Die Frage, ob die Jagd tot sein kann, kam mir in den Sinn, als ich wieder einmal durch den kühlen Wald an einem sonnigen Sommertag streifte. Anlass für meine Gedankenausflüge war und ist die kritische Auseinandersetzung mit der Jagd als solcher und ihrer Berechtigung in unseren Tagen, in einer Gesellschaft, die einerseits von der Natur weiter weg ist denn je und andererseits für sich beansprucht, besonders naturnah zu sein. Ein Paradoxon, das sich nur auflöst, wenn die Ganzheitlichkeit der Thematik berücksichtigt wird.

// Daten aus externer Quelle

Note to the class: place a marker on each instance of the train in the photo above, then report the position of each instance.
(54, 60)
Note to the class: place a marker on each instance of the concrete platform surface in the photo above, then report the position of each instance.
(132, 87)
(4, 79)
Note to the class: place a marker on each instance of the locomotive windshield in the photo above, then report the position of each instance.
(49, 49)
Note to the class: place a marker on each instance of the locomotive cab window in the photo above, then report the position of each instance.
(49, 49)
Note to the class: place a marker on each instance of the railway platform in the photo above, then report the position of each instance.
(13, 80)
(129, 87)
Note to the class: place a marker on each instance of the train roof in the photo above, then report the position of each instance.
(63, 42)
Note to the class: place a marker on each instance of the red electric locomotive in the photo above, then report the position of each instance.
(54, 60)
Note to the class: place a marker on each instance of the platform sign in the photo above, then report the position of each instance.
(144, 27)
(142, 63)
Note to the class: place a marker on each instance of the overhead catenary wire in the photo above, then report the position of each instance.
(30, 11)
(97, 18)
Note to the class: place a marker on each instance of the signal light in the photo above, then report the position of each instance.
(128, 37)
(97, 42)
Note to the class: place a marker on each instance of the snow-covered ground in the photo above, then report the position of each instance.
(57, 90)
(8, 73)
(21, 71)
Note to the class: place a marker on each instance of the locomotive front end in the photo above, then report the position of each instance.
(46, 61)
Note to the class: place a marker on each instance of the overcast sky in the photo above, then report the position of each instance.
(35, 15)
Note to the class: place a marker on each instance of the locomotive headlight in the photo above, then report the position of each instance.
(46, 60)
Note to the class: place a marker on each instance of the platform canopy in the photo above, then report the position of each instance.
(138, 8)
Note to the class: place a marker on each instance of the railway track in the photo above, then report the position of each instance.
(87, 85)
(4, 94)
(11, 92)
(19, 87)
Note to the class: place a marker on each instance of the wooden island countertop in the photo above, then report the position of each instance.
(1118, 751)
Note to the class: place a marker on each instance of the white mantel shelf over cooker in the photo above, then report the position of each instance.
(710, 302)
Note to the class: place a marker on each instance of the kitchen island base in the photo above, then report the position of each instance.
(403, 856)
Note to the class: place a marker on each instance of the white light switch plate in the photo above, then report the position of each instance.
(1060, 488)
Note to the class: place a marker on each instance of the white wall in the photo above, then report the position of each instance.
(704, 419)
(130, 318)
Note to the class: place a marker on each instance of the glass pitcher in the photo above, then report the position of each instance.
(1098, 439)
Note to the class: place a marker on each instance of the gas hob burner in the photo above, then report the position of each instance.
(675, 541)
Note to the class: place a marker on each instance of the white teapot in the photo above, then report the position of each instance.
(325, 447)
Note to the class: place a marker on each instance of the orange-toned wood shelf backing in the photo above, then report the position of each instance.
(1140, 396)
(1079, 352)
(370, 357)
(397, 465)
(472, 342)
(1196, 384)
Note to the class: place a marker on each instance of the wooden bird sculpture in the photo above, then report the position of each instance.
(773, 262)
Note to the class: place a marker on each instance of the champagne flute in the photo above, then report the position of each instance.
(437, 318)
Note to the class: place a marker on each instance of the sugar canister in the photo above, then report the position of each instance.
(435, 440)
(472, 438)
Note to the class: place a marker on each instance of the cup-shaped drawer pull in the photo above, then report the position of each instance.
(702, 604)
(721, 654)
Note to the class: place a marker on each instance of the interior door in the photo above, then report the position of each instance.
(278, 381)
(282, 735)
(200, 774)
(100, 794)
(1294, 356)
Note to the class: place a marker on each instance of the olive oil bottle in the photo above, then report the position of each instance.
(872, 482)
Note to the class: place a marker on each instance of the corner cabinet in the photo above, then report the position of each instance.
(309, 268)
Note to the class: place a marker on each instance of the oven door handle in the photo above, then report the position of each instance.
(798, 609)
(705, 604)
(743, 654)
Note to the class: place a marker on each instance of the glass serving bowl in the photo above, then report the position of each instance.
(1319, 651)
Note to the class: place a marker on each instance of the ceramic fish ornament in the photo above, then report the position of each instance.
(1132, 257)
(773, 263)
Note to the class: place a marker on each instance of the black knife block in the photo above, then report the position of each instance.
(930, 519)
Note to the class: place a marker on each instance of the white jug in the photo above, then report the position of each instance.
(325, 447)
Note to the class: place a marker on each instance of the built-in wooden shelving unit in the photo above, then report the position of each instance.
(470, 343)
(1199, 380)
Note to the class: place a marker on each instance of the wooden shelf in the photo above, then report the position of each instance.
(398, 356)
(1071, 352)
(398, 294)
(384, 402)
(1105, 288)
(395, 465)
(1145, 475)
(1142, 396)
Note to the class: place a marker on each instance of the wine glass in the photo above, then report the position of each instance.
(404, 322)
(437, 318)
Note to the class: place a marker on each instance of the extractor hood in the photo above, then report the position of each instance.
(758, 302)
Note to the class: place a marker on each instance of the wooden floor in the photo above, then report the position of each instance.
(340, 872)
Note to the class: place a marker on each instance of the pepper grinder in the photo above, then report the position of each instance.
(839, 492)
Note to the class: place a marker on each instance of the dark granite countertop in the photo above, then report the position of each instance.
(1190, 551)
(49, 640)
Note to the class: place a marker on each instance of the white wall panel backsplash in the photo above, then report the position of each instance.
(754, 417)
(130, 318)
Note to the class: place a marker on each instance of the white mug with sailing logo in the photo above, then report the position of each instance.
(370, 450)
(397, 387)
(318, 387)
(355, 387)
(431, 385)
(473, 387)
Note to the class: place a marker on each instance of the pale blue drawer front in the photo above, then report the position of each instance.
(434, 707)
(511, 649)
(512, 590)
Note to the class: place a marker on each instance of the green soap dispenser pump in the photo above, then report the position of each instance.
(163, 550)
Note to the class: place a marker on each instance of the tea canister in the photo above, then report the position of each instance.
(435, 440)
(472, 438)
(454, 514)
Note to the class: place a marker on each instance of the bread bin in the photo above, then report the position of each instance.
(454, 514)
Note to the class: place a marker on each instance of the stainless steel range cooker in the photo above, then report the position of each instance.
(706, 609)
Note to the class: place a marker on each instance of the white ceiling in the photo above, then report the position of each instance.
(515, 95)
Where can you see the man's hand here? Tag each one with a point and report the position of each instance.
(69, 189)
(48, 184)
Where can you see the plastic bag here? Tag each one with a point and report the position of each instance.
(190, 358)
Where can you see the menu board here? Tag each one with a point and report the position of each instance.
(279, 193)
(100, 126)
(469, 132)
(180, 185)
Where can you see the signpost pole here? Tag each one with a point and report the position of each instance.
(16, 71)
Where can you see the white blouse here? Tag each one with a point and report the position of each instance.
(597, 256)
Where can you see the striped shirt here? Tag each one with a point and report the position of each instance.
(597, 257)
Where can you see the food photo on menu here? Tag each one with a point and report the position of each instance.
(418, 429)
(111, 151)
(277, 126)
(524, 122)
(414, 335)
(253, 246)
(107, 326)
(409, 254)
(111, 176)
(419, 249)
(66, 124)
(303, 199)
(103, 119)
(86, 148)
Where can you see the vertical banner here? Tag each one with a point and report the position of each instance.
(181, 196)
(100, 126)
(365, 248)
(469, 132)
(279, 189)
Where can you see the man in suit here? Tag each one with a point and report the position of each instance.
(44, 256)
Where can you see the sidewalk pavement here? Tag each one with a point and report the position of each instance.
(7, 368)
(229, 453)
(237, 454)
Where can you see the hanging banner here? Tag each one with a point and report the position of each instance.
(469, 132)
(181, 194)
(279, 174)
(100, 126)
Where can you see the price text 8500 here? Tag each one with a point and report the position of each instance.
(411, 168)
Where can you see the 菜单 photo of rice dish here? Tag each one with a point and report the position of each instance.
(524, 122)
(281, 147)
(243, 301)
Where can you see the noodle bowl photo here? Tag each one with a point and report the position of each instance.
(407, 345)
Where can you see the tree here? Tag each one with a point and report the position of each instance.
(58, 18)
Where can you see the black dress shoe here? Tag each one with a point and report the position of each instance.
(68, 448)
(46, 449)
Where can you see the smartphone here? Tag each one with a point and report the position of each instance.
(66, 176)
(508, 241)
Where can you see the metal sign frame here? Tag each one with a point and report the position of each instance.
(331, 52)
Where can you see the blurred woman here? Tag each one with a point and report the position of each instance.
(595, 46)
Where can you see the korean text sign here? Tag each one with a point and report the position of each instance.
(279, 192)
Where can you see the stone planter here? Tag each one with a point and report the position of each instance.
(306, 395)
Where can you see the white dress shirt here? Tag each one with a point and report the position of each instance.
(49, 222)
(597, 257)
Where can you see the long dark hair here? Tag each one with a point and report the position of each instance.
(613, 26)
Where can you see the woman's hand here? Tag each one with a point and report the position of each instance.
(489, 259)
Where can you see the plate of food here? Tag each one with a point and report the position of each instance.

Während ich so gemächlich durch den herrlich duftenden, schattigen Wald schritt und den meisterhaft komponierten Partituren bunter Vogelorchester lauschte, fiel mir eine Episode meines Religionsunterrichts im Gymnasium ein. Mein damaliger Religionslehrer, ein Pater des Ordo Sancti Benedicti (Benediktinerorden), erzählte einmal von dem Philosophen Friedrich Nietzsche (1844-1900). Dabei schrieb er an die Tafel die Worte „Nietzsche: Gott ist tot. Gott: Nietzsche ist tot.“ Wir mussten schmunzeln und das fesselte uns natürlich sofort, unsere Aufmerksamkeit und gespannte Erwartung auf den weiteren Unterricht war ihm sicher. Er war wirklich ein hervorragender Lehrer, wohl einer der besten, die ich je hatte. Mit seiner toleranten Auffassung schilderte er aus dem Leben des zerrissenen Philosophen. Er zeigte Verständnis für die Haltung Nietzsches (die natürlich ihren Hintergrund hat) und wies daraufhin, dass aus seinen Gedichten auch die verzweifelte Suche nach einem Gott deutlich hervorgehen würde. Nietzsche war ein leidender Mensch und gerade deswegen Gott so nah. Denn seine heftige Kritik zeigte doch, wie sehr er sich mit dem Thema auseinandersetzte, also war es ihm besonders wichtig. Gott war also tot, weil ihn die Menschen tot gemacht hatten. Jetzt in unserer modernen Konsumgesellschaft, wo findige Marketing-Strategen selbst vor Kindern nicht Halt machen und ihnen fragwürdige Werte in überdrehten und gestylten Werbebotschaften vermitteln, ist Gott wohl wieder „tot“.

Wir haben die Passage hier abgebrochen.